Kinotayo 2023 : Le bilan

Date : 19 / 12 / 2023 à 08h30
Sources :

Unification


Le festival Kinotayo vient de fermer ses portes. Et la sélection de cette année était particulièrement remarquable. Le public ne s’y est d’ailleurs pas trompé, se déplaçant en nombre pour assister aux multiples projections proposées par Kinotayo. Le festival a d’ailleurs battu ses records de fréquentation pour cette édition. Toutefois, les films continuent d’être visibles dans différents cinémas en dehors de Paris. Aussi, n’hésitez pas à aller sur le site officiel afin de découvrir les salles qui participent au festival hors les murs de la magnifique Maison de la Culture et du Japon de Paris.
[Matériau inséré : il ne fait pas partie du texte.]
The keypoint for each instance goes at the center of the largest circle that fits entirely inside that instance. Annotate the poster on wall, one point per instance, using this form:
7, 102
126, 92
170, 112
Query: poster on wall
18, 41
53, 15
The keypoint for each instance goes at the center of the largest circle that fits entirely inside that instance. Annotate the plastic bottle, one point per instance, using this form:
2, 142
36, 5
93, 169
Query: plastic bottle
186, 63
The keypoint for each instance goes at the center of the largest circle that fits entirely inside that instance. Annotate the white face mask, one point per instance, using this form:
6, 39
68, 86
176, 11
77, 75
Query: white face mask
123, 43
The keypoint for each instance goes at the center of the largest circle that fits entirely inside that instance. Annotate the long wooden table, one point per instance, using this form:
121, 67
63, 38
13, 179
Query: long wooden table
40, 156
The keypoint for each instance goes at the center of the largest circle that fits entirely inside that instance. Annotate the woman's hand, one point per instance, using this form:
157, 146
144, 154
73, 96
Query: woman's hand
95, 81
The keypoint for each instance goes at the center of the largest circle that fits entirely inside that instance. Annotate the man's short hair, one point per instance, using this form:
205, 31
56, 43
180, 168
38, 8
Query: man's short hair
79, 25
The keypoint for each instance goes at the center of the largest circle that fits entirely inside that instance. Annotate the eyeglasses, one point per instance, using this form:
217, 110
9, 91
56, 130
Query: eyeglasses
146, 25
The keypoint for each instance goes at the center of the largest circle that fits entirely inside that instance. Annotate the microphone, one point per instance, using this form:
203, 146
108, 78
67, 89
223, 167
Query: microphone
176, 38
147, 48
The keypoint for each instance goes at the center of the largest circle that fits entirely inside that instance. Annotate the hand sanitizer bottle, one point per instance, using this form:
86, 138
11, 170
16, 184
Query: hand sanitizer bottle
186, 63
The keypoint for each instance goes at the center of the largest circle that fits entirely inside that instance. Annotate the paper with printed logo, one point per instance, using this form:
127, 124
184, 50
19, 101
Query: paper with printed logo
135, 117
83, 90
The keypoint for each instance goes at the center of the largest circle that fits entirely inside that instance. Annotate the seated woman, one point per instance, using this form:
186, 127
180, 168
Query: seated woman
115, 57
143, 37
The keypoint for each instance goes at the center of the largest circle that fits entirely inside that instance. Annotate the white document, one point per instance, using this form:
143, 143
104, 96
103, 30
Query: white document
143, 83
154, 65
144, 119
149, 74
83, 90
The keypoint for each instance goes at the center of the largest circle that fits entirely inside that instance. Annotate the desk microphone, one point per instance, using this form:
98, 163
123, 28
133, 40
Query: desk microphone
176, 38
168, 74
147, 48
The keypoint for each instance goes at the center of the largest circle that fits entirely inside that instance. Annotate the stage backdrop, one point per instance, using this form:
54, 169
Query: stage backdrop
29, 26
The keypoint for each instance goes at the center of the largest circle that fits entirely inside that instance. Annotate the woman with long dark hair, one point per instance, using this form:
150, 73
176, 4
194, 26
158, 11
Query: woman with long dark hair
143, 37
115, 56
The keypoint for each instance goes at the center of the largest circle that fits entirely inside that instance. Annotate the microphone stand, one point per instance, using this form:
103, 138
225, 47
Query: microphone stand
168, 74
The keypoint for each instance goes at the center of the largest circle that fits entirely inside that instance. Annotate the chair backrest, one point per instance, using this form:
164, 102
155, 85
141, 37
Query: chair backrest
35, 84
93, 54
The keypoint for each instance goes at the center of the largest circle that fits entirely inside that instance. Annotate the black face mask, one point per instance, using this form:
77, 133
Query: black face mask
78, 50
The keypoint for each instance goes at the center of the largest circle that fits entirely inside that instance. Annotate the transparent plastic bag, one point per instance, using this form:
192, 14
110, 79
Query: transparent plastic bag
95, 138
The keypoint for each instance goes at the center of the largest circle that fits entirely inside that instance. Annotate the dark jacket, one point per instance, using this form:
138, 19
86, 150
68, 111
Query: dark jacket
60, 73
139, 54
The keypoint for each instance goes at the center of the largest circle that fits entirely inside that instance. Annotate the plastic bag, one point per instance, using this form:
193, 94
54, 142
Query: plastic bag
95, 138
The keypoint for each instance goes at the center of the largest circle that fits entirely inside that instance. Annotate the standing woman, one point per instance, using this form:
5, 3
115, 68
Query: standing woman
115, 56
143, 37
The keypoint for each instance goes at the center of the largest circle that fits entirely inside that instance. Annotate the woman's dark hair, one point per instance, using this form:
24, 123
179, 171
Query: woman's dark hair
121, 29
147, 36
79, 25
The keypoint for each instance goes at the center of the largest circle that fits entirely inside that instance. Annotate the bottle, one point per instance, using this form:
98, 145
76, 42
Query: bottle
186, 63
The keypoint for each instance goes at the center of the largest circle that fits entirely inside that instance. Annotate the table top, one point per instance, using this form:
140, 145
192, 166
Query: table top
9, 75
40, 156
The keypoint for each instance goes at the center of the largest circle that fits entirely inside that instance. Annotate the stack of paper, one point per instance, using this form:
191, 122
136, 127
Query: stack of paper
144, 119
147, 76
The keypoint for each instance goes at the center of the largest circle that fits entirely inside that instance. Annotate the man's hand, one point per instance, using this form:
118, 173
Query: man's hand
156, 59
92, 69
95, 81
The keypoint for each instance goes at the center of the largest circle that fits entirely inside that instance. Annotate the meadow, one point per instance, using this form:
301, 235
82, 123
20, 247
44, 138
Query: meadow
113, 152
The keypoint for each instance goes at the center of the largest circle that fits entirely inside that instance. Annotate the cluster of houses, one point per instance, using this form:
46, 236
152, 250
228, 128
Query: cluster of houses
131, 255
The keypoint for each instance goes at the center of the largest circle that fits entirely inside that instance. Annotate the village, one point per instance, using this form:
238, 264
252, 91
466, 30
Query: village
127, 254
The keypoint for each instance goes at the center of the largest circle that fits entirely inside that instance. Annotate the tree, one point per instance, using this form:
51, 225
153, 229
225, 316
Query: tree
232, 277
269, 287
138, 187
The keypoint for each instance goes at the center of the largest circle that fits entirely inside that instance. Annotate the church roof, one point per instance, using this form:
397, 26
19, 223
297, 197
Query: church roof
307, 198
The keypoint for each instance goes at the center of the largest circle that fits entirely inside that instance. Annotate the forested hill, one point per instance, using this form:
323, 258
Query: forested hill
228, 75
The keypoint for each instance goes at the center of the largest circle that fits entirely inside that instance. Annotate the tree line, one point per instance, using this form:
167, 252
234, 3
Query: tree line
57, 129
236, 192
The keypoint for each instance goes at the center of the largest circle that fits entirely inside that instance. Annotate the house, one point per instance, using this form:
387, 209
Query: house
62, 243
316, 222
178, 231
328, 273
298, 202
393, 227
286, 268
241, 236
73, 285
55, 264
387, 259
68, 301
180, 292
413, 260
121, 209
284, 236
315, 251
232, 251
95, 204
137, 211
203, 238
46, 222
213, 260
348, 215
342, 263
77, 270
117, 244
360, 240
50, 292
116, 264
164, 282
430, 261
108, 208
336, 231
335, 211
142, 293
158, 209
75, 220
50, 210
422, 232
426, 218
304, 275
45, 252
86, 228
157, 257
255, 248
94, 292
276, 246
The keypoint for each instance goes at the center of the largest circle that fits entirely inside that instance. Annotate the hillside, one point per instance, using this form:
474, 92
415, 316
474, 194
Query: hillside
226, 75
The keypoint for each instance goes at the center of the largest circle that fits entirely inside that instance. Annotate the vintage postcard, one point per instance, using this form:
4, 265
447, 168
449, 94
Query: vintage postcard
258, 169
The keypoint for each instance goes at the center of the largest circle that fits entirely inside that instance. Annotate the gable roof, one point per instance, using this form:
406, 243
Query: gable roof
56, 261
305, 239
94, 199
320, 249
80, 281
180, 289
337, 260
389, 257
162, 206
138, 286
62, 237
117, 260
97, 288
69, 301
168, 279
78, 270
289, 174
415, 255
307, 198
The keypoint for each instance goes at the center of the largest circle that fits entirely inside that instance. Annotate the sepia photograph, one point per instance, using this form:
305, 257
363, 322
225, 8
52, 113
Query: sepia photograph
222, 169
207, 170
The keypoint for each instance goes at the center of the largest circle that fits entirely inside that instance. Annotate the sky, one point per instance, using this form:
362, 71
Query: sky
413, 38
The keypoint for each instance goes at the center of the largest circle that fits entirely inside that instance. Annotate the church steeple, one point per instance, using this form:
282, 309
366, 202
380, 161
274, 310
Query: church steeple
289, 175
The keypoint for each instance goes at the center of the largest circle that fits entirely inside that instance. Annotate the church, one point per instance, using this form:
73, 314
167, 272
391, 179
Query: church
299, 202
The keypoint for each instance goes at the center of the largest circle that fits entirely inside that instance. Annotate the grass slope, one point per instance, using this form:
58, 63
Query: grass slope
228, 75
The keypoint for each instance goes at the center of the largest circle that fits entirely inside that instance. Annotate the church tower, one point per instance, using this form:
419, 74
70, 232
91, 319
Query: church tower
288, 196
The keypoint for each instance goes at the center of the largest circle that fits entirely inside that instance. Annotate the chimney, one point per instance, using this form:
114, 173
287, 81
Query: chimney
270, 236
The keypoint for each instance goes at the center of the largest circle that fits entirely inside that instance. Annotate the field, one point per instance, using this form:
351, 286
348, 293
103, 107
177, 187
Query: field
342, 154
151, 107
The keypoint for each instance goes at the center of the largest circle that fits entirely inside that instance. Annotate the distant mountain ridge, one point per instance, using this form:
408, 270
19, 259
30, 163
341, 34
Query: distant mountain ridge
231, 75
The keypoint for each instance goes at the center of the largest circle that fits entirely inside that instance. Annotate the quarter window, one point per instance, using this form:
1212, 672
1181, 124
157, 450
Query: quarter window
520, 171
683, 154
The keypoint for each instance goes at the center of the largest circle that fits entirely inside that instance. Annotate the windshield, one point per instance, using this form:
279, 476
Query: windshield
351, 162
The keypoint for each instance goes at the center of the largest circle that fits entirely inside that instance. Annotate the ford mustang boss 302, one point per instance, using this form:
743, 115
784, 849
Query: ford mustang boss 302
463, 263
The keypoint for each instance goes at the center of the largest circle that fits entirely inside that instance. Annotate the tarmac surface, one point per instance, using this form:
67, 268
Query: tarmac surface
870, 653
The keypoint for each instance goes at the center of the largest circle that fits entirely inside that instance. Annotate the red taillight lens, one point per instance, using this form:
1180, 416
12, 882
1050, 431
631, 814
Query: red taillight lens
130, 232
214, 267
Avec 9 œuvres en compétition, le choix n’a pas été facile. C’est la raison pour laquelle ce sont trois œuvres vraiment différentes qui ont été primées :

  • le Soleil d’Or, le Prix du public : Tsugaru Lacquer Girl de Keiko Tsuruoka
  • le Prix du jury : Father of the Milky Way Railroad de Izuru Narushima
  • le Grand Prix : Tea Friends de Bunji Sotoyama

Le festival est vraiment très agréable et de nombreux réalisateurs, producteurs et acteurs se sont déplacés du Japon pour venir présenter leurs œuvres. Vous pouvez d’ailleurs retrouver la présentation de leurs longs métrages et leur session de questions-réponses qui a suivi les projections de ces derniers ci-dessous. Vous pouvez aussi trouver un avis rapide sur les œuvres que j’ai vues qui sont classées par ordre alphabétique.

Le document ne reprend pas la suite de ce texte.